Redlining can be traced back to the Great Depression when, in response to overwhelming foreclosure rates, the Home Owners’ Loan Corporation (HOLC) classified neighborhoods in 239 US cities based on the perceived security of investments, from green being “lowest risk” to red being “highest risk.” These designations, which largely reflected the race and social class of neighborhood residents, were for years used as justification to deny home loans and other forms of investment to these communities.
Though these discriminatory lending practices are now illegal, and gentrification has affected the demographics of some redlined neighborhoods, they remain largely low-income and have a higher proportion of black and Hispanic populations than non-redlined communities, Nardone says.
Trips to the ER
To conduct the analysis, Nardone used historic redlining maps to determine the HOLC ratings for individual census tracts in San Francisco, San Jose, Oakland, Sacramento, Stockton, Fresno, Los Angeles, and San Diego.
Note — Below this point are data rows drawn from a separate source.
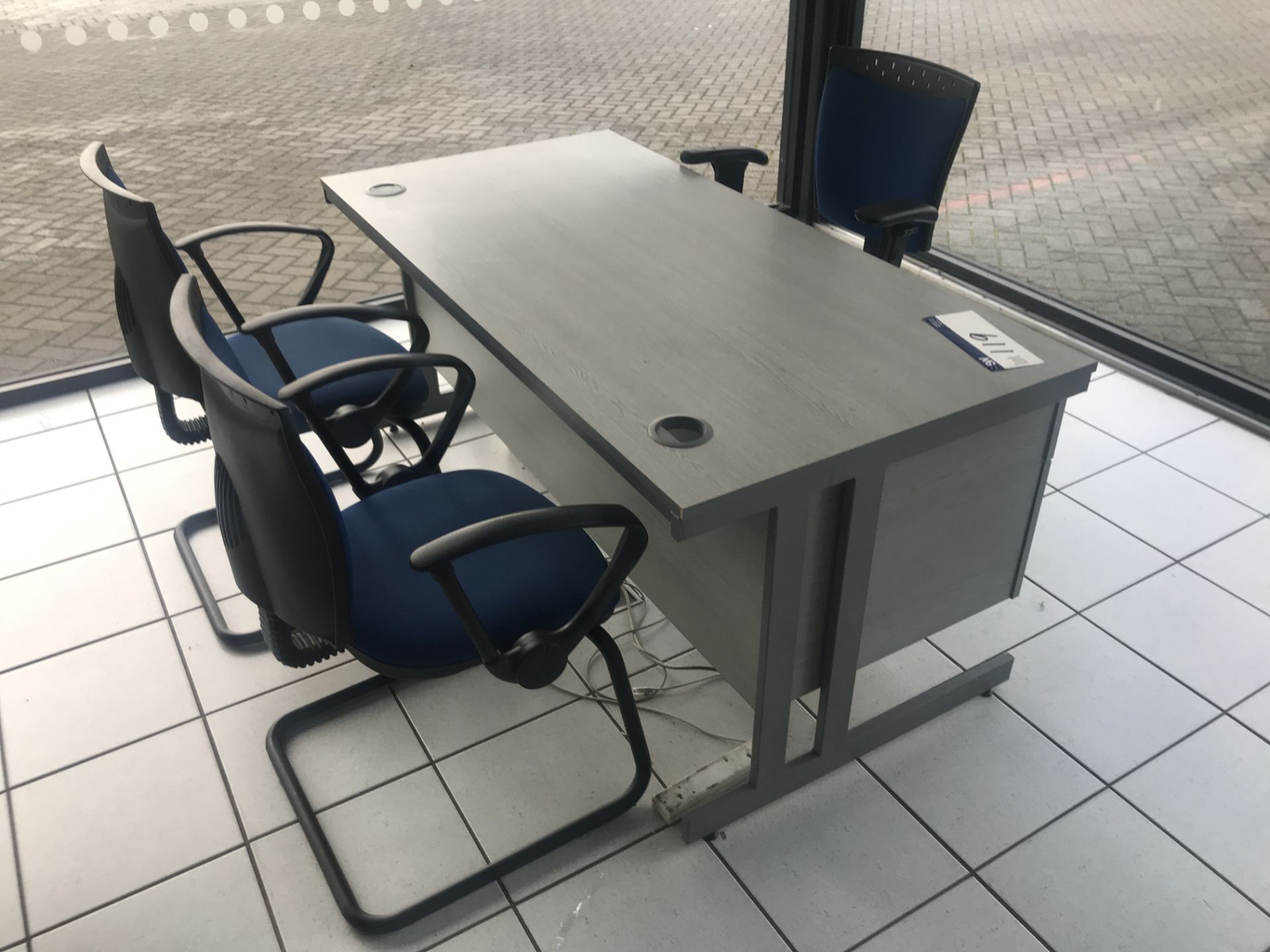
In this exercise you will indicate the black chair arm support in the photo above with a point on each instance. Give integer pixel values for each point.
(193, 247)
(440, 555)
(728, 161)
(419, 333)
(898, 220)
(465, 385)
He then compared the ratings to air quality and health outcome data for each census tract in the CalEnviroScreen 3.0 database.
He found that residents of red or “high risk” neighborhoods visited the emergency room for asthma-related complaints 2.4 times more often than residents of green or “low risk” neighborhoods. Measures of diesel particulate matter in the air also averaged nearly twice as high in red neighborhoods compared to green neighborhoods.
“The persistence of the legacy of redlining, in terms of its current effect on asthma health care utilization, was striking,” says John Balmes, director of the UC Berkeley-UC San Francisco Joint Medical Program, who also advised Nardone on the project.
Social needs, not just air pollution
Though diesel particulate matter has been linked to asthma, the researchers emphasize that higher levels of air pollution in redlined neighborhoods may not be the only factor behind the disparity. The psychosocial stresses associated with living in neighborhoods that have been historically divested from—including poverty, high crime rates, and even poor political reputation—have also been linked to asthma and must be addressed in efforts to improve public health.
“If I had to say what’s the most important cause of health disparities in the US and around the world, it’s poverty,” says Balmes, who is also a UC Berkeley professor of environmental health sciences and a UC San Francisco professor of medicine.
“We can do things around the edges, like improve air pollution, which we’re doing in many places. But while air pollution is contributing, the fact that these are poor neighborhoods without as many social assets as other neighborhoods is the underlying problem. People need decent incomes and jobs and affordable housing, and until we address those important social needs, we are going to continue to have a problem with the legacy of redlining.”
The UC Berkeley-UC San Francisco Joint Medical Program and the National Heart Lung Blood Institute supported the work.